Dejo de hacer cosas por miedo. Hago o digo algunas cosas y me arrepiento
más tarde. No sé bien poner mis
prioridades en la vida, marcar mis acentos, elegir mis opciones. Me
angustio ante los imponderables que no controlo.
Intento yo lograr las cosas
sin pedir ayuda a nadie, como si fuera capaz de todo. Me ofusco cuando la realidad no es la que
yo quería. Me agoto al pensar que tengo que sacar yo solo todo adelante. Dejo
de soñar cuando me ato al mundo y sus seducciones, no miro al cielo, miro la tierra.
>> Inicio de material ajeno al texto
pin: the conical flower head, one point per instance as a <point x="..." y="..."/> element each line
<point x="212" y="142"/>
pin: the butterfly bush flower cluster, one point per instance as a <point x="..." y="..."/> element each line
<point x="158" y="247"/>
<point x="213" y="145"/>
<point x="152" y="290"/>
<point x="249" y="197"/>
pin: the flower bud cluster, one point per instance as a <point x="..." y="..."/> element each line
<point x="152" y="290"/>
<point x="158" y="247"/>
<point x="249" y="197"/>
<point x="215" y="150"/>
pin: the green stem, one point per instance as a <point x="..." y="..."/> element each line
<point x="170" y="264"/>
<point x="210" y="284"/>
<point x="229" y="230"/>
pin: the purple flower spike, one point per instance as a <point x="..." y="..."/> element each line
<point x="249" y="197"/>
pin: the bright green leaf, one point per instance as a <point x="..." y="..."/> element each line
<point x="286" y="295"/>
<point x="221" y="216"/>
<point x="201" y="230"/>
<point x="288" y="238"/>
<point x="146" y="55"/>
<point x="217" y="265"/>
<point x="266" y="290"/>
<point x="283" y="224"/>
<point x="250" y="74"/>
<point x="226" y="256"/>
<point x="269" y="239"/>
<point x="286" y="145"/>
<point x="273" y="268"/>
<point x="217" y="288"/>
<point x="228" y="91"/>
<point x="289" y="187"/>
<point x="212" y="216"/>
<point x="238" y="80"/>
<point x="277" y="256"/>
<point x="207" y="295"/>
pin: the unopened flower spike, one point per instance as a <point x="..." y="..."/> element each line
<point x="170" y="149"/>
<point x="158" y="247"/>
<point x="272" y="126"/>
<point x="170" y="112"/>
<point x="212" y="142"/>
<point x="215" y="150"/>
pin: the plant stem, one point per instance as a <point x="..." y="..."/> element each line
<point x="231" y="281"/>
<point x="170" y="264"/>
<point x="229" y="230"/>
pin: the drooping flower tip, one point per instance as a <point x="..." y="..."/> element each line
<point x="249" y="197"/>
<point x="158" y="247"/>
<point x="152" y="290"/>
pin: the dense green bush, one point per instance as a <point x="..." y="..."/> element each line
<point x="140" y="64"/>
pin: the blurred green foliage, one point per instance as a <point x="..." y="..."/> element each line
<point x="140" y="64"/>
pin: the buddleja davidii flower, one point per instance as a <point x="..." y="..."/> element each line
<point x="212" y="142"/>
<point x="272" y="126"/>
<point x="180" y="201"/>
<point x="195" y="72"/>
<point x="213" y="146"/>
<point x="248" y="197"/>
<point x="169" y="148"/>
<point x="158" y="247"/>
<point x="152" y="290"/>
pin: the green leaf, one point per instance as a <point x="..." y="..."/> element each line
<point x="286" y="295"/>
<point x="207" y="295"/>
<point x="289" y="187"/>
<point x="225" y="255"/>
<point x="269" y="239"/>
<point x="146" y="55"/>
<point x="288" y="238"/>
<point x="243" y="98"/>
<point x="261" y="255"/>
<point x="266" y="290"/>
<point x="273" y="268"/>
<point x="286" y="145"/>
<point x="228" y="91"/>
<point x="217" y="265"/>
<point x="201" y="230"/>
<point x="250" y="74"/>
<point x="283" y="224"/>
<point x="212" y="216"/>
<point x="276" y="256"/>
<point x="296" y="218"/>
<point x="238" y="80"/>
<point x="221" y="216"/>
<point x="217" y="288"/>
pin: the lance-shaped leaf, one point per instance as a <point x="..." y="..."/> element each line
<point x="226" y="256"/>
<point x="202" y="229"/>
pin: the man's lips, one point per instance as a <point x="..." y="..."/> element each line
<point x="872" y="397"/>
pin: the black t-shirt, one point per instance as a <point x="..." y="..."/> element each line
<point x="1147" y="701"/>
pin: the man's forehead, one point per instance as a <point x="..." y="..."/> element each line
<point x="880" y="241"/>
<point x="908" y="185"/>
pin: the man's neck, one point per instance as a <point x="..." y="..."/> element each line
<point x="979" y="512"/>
Me aíslo queriendo ser feliz
sin que nadie me moleste, sin que perturben mi paz. Me dejo abatir al comprobar
mis debilidades, al sufrir
caídas. Tropiezo y no encuentro fuerzas para levantarme de nuevo. Y me desanimo
con la vida que llevo.
Tal vez por eso me gusta el Adviento, porque me da nuevas energías para luchar. Quiero una vida menos complicada. En parte
depende de mi actitud. Para lograrlo tengo que creer en ese amor de Jesús que
va conmigo y le da sentido a mi presente. Me levanta y me hace soñar. Y
le da sentido a mi amor que sueña el infinito.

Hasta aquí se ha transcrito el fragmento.